Menteri Agama Nasaruddin Umar menyampaikan bahwa penentuan awal Ramadan dilakukan dengan menggabungkan metode hisab dan rukyatul hilal. Berdasarkan hasil perhitungan astronomi dan laporan pemantauan di berbagai daerah, hilal tidak terlihat di seluruh wilayah Indonesia.
“Posisi hilal rata-rata berada di bawah ufuk, sehingga tidak memenuhi kriteria visibilitas yang ditetapkan. Dengan demikian, 1 Ramadan 1447 Hijriah jatuh pada Kamis, 19 Februari 2026,” ujar Nasaruddin dalam konferensi pers.
Data hisab menunjukkan ketinggian hilal berada pada kisaran minus 1 hingga minus 2,4 derajat di berbagai wilayah Indonesia. Kondisi ini tidak memenuhi kriteria MABIMS yang mensyaratkan tinggi hilal minimal 3 derajat dan elongasi 6,4 derajat.

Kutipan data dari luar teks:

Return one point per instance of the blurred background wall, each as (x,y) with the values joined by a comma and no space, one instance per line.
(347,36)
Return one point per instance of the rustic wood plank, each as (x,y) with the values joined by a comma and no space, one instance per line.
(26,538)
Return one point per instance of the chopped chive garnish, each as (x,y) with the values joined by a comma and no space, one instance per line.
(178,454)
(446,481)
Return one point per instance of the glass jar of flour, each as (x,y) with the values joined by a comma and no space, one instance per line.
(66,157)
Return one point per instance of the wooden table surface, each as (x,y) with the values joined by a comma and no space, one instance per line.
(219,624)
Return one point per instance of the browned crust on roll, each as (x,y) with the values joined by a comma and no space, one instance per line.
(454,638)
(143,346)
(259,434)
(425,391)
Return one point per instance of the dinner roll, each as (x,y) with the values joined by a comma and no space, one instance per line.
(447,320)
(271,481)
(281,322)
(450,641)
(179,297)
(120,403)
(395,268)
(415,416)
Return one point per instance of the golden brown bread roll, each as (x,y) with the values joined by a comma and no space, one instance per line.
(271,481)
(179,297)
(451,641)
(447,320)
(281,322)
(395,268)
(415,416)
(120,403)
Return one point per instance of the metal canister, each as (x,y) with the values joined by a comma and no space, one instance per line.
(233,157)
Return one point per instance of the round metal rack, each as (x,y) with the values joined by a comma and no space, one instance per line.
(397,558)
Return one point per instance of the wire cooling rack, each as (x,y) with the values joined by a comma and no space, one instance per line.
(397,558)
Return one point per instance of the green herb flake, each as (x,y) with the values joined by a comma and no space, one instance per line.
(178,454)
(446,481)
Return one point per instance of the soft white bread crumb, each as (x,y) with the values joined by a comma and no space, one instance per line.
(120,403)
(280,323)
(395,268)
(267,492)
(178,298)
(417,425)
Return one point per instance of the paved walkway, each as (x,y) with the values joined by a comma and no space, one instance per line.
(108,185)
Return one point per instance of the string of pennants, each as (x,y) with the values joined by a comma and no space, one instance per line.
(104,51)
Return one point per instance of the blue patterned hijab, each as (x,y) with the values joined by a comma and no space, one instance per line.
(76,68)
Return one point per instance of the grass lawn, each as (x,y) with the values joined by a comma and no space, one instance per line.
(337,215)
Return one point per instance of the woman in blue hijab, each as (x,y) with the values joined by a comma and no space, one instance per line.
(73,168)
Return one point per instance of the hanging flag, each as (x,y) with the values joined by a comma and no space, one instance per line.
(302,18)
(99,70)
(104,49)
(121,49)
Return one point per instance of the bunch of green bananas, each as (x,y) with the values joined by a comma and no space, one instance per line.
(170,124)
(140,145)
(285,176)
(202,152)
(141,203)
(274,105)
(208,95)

Karena hilal tidak mungkin terlihat, bulan Sya’ban 1447 H digenapkan menjadi 30 hari (istikmal). Dengan demikian, umat Islam di Indonesia memulai ibadah puasa secara serentak pada 19 Februari 2026.
Baca Juga: Hasil Sidang Isbat Kemenag RI: 1 Ramadan 1447 H Jatuh pada 19 Februari 2026, Puasa Dimulai Serentak
Di Aceh, hasil rukyatul hilal di Observatorium Tgk. Chiek Kuta Karang juga memastikan hilal berada di bawah ufuk. Kondisi serupa dilaporkan dari berbagai titik pemantauan lain di Tanah Air.